SFD.pl - Sportowe Forum Dyskusyjne

Lady w kuchni, czyli nasze babskie przepisy ;-)

temat działu:

Ladies SFD

słowa kluczowe: , , , , ,

Ilość wyświetleń tematu: 237371

Nowy temat Wyślij odpowiedź
...
Napisał(a)
Usunięty przez obliques za pkt 1 regulaminu
Początkujący
Szacuny 3 Napisanych postów 1572 Wiek 50 lat Na forum 13 lat Przeczytanych tematów 13767

What is a calorie?
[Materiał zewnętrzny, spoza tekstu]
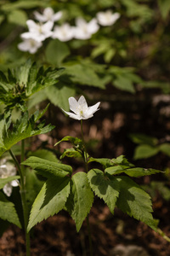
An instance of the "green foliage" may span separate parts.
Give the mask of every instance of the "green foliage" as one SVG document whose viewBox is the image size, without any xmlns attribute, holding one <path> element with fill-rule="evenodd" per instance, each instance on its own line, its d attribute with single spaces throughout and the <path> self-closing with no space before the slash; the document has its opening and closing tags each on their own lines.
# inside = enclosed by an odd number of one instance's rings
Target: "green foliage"
<svg viewBox="0 0 170 256">
<path fill-rule="evenodd" d="M 28 231 L 38 222 L 63 209 L 70 191 L 68 177 L 52 177 L 44 183 L 30 215 Z"/>
<path fill-rule="evenodd" d="M 29 168 L 25 169 L 26 172 L 26 202 L 28 207 L 28 212 L 30 212 L 31 206 L 40 192 L 44 182 L 38 179 L 34 170 Z"/>
<path fill-rule="evenodd" d="M 116 179 L 120 189 L 117 207 L 156 230 L 156 221 L 151 214 L 153 210 L 150 195 L 128 177 L 116 177 Z"/>
<path fill-rule="evenodd" d="M 2 192 L 0 192 L 0 218 L 8 220 L 21 228 L 14 205 L 8 201 Z"/>
<path fill-rule="evenodd" d="M 83 220 L 89 213 L 94 201 L 94 194 L 88 183 L 87 174 L 76 172 L 71 183 L 71 193 L 66 201 L 66 208 L 75 220 L 77 232 Z"/>
<path fill-rule="evenodd" d="M 59 160 L 57 159 L 54 152 L 48 149 L 37 149 L 36 151 L 30 151 L 26 155 L 28 157 L 36 156 L 36 157 L 42 158 L 44 160 L 48 160 L 49 161 L 59 162 Z"/>
<path fill-rule="evenodd" d="M 31 156 L 22 165 L 31 166 L 36 170 L 38 174 L 50 177 L 54 176 L 64 177 L 66 175 L 71 175 L 72 168 L 70 166 L 60 164 L 56 161 L 47 160 L 39 157 Z"/>
<path fill-rule="evenodd" d="M 2 189 L 6 183 L 14 179 L 19 179 L 20 177 L 20 176 L 11 176 L 5 178 L 0 178 L 0 189 Z"/>
<path fill-rule="evenodd" d="M 11 123 L 10 115 L 2 114 L 0 116 L 0 155 L 23 139 L 53 130 L 54 126 L 51 125 L 44 126 L 44 121 L 36 125 L 36 122 L 42 118 L 47 108 L 42 113 L 39 113 L 38 110 L 36 111 L 30 118 L 26 111 L 20 116 L 20 119 L 16 120 L 15 124 Z"/>
<path fill-rule="evenodd" d="M 54 106 L 69 109 L 68 98 L 76 94 L 76 88 L 71 86 L 69 81 L 61 81 L 64 79 L 63 77 L 60 77 L 57 84 L 45 90 L 45 96 Z"/>
<path fill-rule="evenodd" d="M 37 68 L 31 60 L 13 70 L 8 69 L 7 76 L 0 72 L 0 102 L 5 104 L 7 110 L 20 108 L 25 111 L 28 98 L 55 84 L 62 72 L 63 68 Z"/>
<path fill-rule="evenodd" d="M 48 3 L 48 0 L 45 0 L 43 2 L 42 2 L 41 0 L 18 0 L 14 3 L 10 3 L 9 1 L 7 1 L 6 4 L 3 4 L 2 6 L 2 10 L 5 12 L 10 12 L 18 9 L 31 9 L 39 6 L 45 7 Z"/>
<path fill-rule="evenodd" d="M 170 5 L 168 0 L 158 0 L 158 5 L 163 19 L 166 19 L 170 11 Z"/>
<path fill-rule="evenodd" d="M 119 195 L 117 181 L 111 176 L 105 176 L 99 169 L 92 169 L 88 173 L 90 187 L 97 196 L 103 199 L 110 212 L 114 214 L 116 202 Z"/>
<path fill-rule="evenodd" d="M 66 44 L 56 39 L 48 44 L 45 54 L 47 61 L 51 65 L 59 67 L 70 55 L 70 49 Z"/>
</svg>

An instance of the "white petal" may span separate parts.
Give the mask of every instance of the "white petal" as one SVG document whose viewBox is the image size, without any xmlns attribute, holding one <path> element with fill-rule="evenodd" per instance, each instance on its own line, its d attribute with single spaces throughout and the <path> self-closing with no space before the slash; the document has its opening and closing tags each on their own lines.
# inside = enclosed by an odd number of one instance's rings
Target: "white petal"
<svg viewBox="0 0 170 256">
<path fill-rule="evenodd" d="M 98 107 L 99 106 L 100 102 L 96 103 L 94 106 L 88 107 L 88 114 L 91 115 L 94 114 L 96 111 L 98 111 L 99 108 Z"/>
<path fill-rule="evenodd" d="M 74 97 L 69 98 L 69 106 L 71 111 L 73 111 L 76 114 L 78 113 L 79 104 Z"/>
<path fill-rule="evenodd" d="M 52 30 L 54 26 L 54 22 L 51 20 L 48 20 L 48 22 L 46 22 L 45 24 L 43 24 L 42 26 L 42 30 L 43 32 L 47 32 Z"/>
<path fill-rule="evenodd" d="M 13 187 L 18 187 L 18 185 L 19 185 L 19 183 L 17 182 L 16 179 L 13 180 L 10 183 Z"/>
<path fill-rule="evenodd" d="M 82 112 L 86 112 L 88 110 L 88 104 L 86 99 L 83 96 L 82 96 L 78 100 L 78 104 L 81 107 Z"/>
<path fill-rule="evenodd" d="M 5 193 L 5 195 L 7 195 L 8 196 L 11 195 L 12 193 L 12 186 L 10 183 L 7 183 L 6 185 L 4 185 L 4 187 L 3 188 L 3 192 Z"/>
<path fill-rule="evenodd" d="M 85 32 L 81 27 L 75 27 L 74 38 L 76 39 L 86 40 L 89 39 L 91 36 L 91 33 L 89 33 L 88 31 Z"/>
<path fill-rule="evenodd" d="M 55 26 L 52 35 L 53 38 L 58 38 L 62 42 L 69 41 L 74 37 L 74 29 L 68 24 L 65 23 L 62 26 Z"/>
<path fill-rule="evenodd" d="M 88 23 L 88 32 L 92 34 L 95 33 L 99 30 L 99 26 L 97 24 L 97 20 L 94 18 L 89 23 Z"/>
<path fill-rule="evenodd" d="M 53 9 L 51 7 L 47 7 L 46 9 L 44 9 L 43 10 L 43 15 L 46 16 L 46 17 L 49 17 L 49 16 L 53 16 L 54 14 Z"/>
<path fill-rule="evenodd" d="M 67 111 L 65 111 L 64 109 L 62 109 L 66 114 L 68 114 L 71 119 L 77 119 L 77 120 L 80 120 L 82 118 L 78 115 L 78 114 L 76 114 L 76 113 L 73 113 L 71 112 L 67 112 Z"/>
<path fill-rule="evenodd" d="M 37 20 L 41 21 L 41 22 L 45 22 L 47 21 L 47 18 L 44 17 L 44 15 L 39 14 L 38 12 L 35 11 L 34 15 Z"/>
<path fill-rule="evenodd" d="M 87 25 L 86 20 L 81 17 L 76 18 L 75 22 L 77 26 L 82 26 L 84 25 Z"/>
<path fill-rule="evenodd" d="M 54 21 L 57 21 L 57 20 L 60 20 L 60 18 L 62 17 L 62 15 L 63 15 L 63 12 L 62 11 L 60 11 L 60 12 L 54 14 L 54 16 L 53 16 L 53 20 Z"/>
<path fill-rule="evenodd" d="M 37 32 L 38 30 L 38 25 L 32 20 L 26 20 L 26 25 L 30 32 Z"/>
</svg>

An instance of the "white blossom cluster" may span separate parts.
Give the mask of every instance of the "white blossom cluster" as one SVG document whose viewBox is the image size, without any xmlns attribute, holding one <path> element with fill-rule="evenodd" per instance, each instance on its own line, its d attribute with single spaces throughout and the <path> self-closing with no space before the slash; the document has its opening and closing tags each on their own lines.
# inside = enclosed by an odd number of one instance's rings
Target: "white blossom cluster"
<svg viewBox="0 0 170 256">
<path fill-rule="evenodd" d="M 6 178 L 11 176 L 16 175 L 16 168 L 15 166 L 8 162 L 6 159 L 3 159 L 0 160 L 0 178 Z M 13 180 L 4 185 L 3 188 L 3 192 L 10 196 L 12 194 L 13 187 L 17 187 L 19 183 L 17 180 Z"/>
<path fill-rule="evenodd" d="M 89 39 L 93 34 L 98 32 L 99 26 L 111 26 L 120 17 L 119 13 L 113 14 L 111 10 L 99 12 L 96 18 L 87 22 L 84 19 L 76 19 L 76 26 L 64 23 L 61 26 L 54 26 L 54 22 L 61 19 L 63 13 L 54 13 L 50 7 L 46 8 L 42 14 L 34 12 L 35 19 L 28 20 L 26 25 L 28 32 L 20 35 L 22 42 L 18 44 L 19 49 L 34 54 L 42 45 L 42 42 L 48 38 L 57 38 L 60 41 L 66 42 L 72 38 L 85 40 Z"/>
</svg>

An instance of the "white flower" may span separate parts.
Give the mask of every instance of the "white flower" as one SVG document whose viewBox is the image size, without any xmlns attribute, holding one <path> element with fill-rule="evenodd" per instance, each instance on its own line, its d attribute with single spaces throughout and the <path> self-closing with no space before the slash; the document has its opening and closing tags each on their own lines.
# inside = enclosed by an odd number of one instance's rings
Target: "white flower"
<svg viewBox="0 0 170 256">
<path fill-rule="evenodd" d="M 16 168 L 14 165 L 7 162 L 5 165 L 0 166 L 0 178 L 5 178 L 14 175 L 16 175 Z M 10 196 L 13 187 L 17 187 L 18 185 L 17 180 L 13 180 L 5 184 L 3 190 L 8 196 Z"/>
<path fill-rule="evenodd" d="M 51 31 L 54 26 L 53 21 L 48 20 L 44 24 L 37 24 L 32 20 L 28 20 L 26 21 L 29 32 L 21 34 L 23 39 L 32 38 L 37 42 L 44 41 L 46 38 L 53 35 Z"/>
<path fill-rule="evenodd" d="M 44 9 L 42 15 L 37 11 L 34 12 L 36 20 L 40 22 L 46 22 L 48 20 L 51 20 L 53 22 L 57 21 L 61 18 L 62 15 L 63 13 L 61 11 L 54 14 L 53 9 L 50 7 Z"/>
<path fill-rule="evenodd" d="M 98 108 L 99 104 L 100 102 L 98 102 L 94 106 L 88 107 L 86 99 L 84 98 L 83 96 L 82 96 L 77 102 L 74 97 L 70 97 L 69 98 L 70 109 L 75 113 L 71 112 L 66 112 L 64 109 L 62 110 L 74 119 L 77 119 L 77 120 L 88 119 L 93 117 L 94 113 L 99 109 Z"/>
<path fill-rule="evenodd" d="M 119 19 L 120 14 L 113 14 L 110 9 L 108 9 L 106 12 L 99 12 L 97 14 L 97 19 L 101 26 L 111 26 L 113 25 L 117 19 Z"/>
<path fill-rule="evenodd" d="M 89 22 L 87 22 L 82 18 L 77 18 L 76 20 L 76 25 L 75 38 L 76 39 L 89 39 L 92 34 L 95 33 L 99 28 L 95 18 Z"/>
<path fill-rule="evenodd" d="M 29 51 L 31 54 L 35 54 L 38 48 L 42 45 L 42 42 L 37 42 L 32 38 L 24 39 L 23 42 L 18 44 L 18 48 L 22 51 Z"/>
<path fill-rule="evenodd" d="M 74 28 L 68 23 L 65 23 L 62 26 L 55 26 L 52 38 L 58 38 L 60 41 L 66 42 L 73 38 Z"/>
</svg>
Calories are the little bastards that get into your wardrobe at night and sew your clothes tighter...

...
Napisał(a)
Zgłoś naruszenie
Ekspert
Szacuny 11149 Napisanych postów 51567 Wiek 31 lat Na forum 24 lat Przeczytanych tematów 57816
DROGIE PANIE!

Jeśli macie ochotę dyskutować o zamieszczonych przepisach, proszę robić to w tym temacie:

https://www.sfd.pl/-t699560.html

Ten wątek poświęcony jest przepisom. Każdy niepotrzebny spam będzie karany BANEM

Dziękuję za zrozumienie.
...
Napisał(a)
Zgłoś naruszenie
Początkujący
Szacuny 12 Napisanych postów 5688 Na forum 14 lat Przeczytanych tematów 34046
Pasta z awokado

Składniki:

- awokado (70g)
- jajko na twardo
- sok z cytryny
- pieprz, sól

Wykonanie:

Wrzucić do naczynia - zblenderować

180 kcal
8 g białka
15 g tłuszczy
3 g węglowodanów

Idealnie do posmarowania kanapki bądź tortilli.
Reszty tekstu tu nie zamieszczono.